Assessment of Retinal Vascular Changes With and Without ILM Peeling in Diabetic Vitrectomy Using OCT-A.

NCT05739539 · Status: COMPLETED · Phase: NA · Type: INTERVENTIONAL · Enrollment: 36

Last updated 2024-06-24

No results posted yet for this study

Summary

Tractional retinal detachment (TRD) that involves the macula and non-clearing vitreous hemorrhage are the main causes of permanent vision loss in patients with diabetic retinopathy and requires prompt surgical intervention.

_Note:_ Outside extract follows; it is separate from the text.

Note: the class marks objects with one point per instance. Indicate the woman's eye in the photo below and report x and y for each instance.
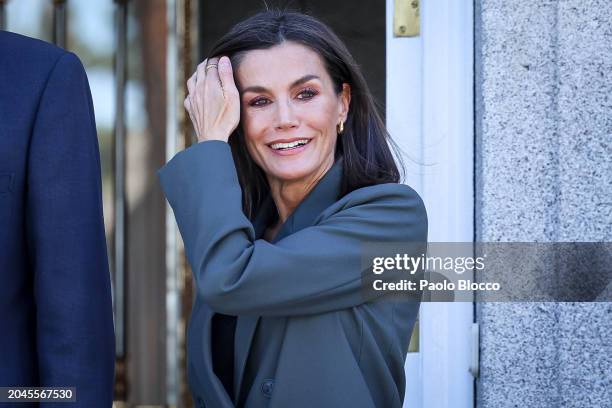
(307, 94)
(259, 102)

Macular peeling is a surgical technique used in many retinal diseases including diabetic retinal detachment.

Our purpose is to determine whether retinal microcirculatory changes occur after anatomically successful diabetic vitrectomy, and whether changes in blood flow vary if ILM peeling was done and whether changes in macular perfusion affect the final visual outcome.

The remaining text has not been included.